Comment a débuté l'aventure du recyclage du combustible usé ?
Dès la construction du
parc nucléaire français, le CEA s’est interrogé sur la récupération des matières valorisables du combustible usé. La technique existait déjà, développée outre-Atlantique en 1945 dans le cadre du projet Manhattan (production de la première bombe atomique). Elle repose sur
le procédé Purex faisant intervenir la molécule TBP (Tributylphosphate) pour extraire du combustible l’uranium et le plutonium. Objectif : séparer ces derniers pour les
recycler.
Développement de technologies pour le traitement du combustible usé dans l’installation Atalante. © Lecouster/CEA
Pour le CEA, il s’agissait d’adapter ce procédé également pour les besoins des industriels et des usages civils. Ces recherches, conduites sur le centre de Fontenay-aux-Roses puis transférées à
Marcoule, ont abouti en 1958 au démarrage de l’atelier UP1 de Marcoule, puis en 1965 à celui d’UP2 de la Hague.
A quelle période ces procédés ont-ils été transférés à l'industrie ?

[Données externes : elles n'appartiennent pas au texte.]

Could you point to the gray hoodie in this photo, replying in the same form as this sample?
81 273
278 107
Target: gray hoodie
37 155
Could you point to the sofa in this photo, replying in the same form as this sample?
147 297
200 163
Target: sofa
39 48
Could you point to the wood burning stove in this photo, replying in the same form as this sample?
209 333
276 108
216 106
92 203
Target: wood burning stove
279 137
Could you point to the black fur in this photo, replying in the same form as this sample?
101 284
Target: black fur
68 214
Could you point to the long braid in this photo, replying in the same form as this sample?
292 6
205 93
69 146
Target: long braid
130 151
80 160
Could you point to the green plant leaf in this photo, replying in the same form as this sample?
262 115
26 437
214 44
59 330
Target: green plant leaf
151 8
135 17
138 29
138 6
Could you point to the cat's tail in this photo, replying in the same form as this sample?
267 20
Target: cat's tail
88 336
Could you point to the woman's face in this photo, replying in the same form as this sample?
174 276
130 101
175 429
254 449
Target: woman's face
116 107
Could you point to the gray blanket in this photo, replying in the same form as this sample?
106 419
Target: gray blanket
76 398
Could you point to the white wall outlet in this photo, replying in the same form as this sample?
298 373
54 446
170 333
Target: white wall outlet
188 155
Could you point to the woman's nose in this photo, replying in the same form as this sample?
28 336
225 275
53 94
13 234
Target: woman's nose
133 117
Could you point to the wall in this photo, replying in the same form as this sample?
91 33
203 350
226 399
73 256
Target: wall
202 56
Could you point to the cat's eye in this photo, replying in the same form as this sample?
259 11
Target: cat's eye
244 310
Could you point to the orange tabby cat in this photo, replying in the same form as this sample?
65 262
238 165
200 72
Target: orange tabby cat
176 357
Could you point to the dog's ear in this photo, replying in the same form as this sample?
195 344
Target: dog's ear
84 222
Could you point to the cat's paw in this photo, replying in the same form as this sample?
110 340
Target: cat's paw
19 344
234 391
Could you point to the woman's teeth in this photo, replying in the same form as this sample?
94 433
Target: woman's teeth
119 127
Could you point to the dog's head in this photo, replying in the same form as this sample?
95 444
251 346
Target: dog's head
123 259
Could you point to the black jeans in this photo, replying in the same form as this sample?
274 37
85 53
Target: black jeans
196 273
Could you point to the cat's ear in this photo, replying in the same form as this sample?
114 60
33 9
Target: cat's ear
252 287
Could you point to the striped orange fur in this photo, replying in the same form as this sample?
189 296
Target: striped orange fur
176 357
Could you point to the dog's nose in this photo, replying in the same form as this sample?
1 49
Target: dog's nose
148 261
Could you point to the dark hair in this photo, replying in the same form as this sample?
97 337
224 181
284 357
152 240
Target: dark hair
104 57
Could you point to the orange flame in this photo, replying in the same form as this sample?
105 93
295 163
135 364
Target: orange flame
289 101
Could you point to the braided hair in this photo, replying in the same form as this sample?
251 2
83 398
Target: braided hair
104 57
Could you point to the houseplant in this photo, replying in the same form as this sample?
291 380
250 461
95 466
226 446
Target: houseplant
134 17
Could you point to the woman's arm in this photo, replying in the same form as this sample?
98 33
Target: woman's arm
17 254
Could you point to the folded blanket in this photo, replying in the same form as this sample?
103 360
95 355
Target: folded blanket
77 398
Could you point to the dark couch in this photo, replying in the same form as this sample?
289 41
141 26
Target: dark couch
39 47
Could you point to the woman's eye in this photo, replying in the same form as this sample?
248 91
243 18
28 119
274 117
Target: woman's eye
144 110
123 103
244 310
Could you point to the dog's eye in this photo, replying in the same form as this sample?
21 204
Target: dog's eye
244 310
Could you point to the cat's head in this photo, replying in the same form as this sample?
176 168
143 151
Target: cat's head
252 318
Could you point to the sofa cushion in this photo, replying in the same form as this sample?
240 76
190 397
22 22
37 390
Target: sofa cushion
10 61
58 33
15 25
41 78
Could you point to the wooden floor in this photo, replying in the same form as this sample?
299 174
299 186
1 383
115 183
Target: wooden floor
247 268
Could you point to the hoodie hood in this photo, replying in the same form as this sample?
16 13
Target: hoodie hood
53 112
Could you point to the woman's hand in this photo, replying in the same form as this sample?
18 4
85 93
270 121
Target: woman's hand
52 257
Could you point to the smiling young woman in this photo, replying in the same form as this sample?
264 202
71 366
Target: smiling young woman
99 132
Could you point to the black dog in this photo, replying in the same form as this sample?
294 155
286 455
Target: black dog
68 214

Cette activité a été transférée à la filiale Cogema (actuel Orano) en 1976. Entre-temps, UP2 s’était agrandie pour former, avec la création d’UP3, l’usine de retraitement de la Hague. De nos jours, Orano y traite chaque année plus de 1 000 tonnes de combustibles usés, avec une efficacité telle que plus de 99,9 % du plutonium est aujourd’hui récupéré. Avec l’uranium appauvri également extrait, il entre dans la composition du
combustible MOX grâce auquel 44 réacteurs dans le monde (Belgique, Chine, Etats-Unis, Japon, Pays-Bas, Royaume-Uni) produisent de l’énergie, dont 22 en France.
La France a-t-elle une spécificité dans ce domaine du recyclage ?
Certainement. Dès le départ, le CEA a souhaité mettre en œuvre des moyens pour que
ce cycle de traitement et du recyclage soit organisé de manière durable. Son objectif n’était pas seulement de récupérer dans le combustible usé sa partie valorisable mais également de traiter les déchets. D’où le développement du
procédé de vitrification.
Sur quoi portent les recherches actuelles ?
Les activités se poursuivent, notamment à Marcoule au sein de
l’installation Atalante (1992) qui est sans équivalent dans le monde.
Développement de technologies pour le traitement du combustible usé dans l’installation Atalante. © Lecouster/CEA
Depuis quelques années, dans le cadre de la réflexion sur
les réacteurs à neutrons rapides (RNR) de 4e génération, nous travaillons à optimiser le procédé Purex. Ce dernier est robuste et bien connu, mais il a été conçu pour traiter les combustibles usés de la génération actuelle. Or, ceux de demain seront peut-être multirecyclés et pourraient contenir une plus forte teneur en plutonium. Cela nécessite des évolutions faisant appel à des procédés de traitement innovants et à d’autres molécules extractantes.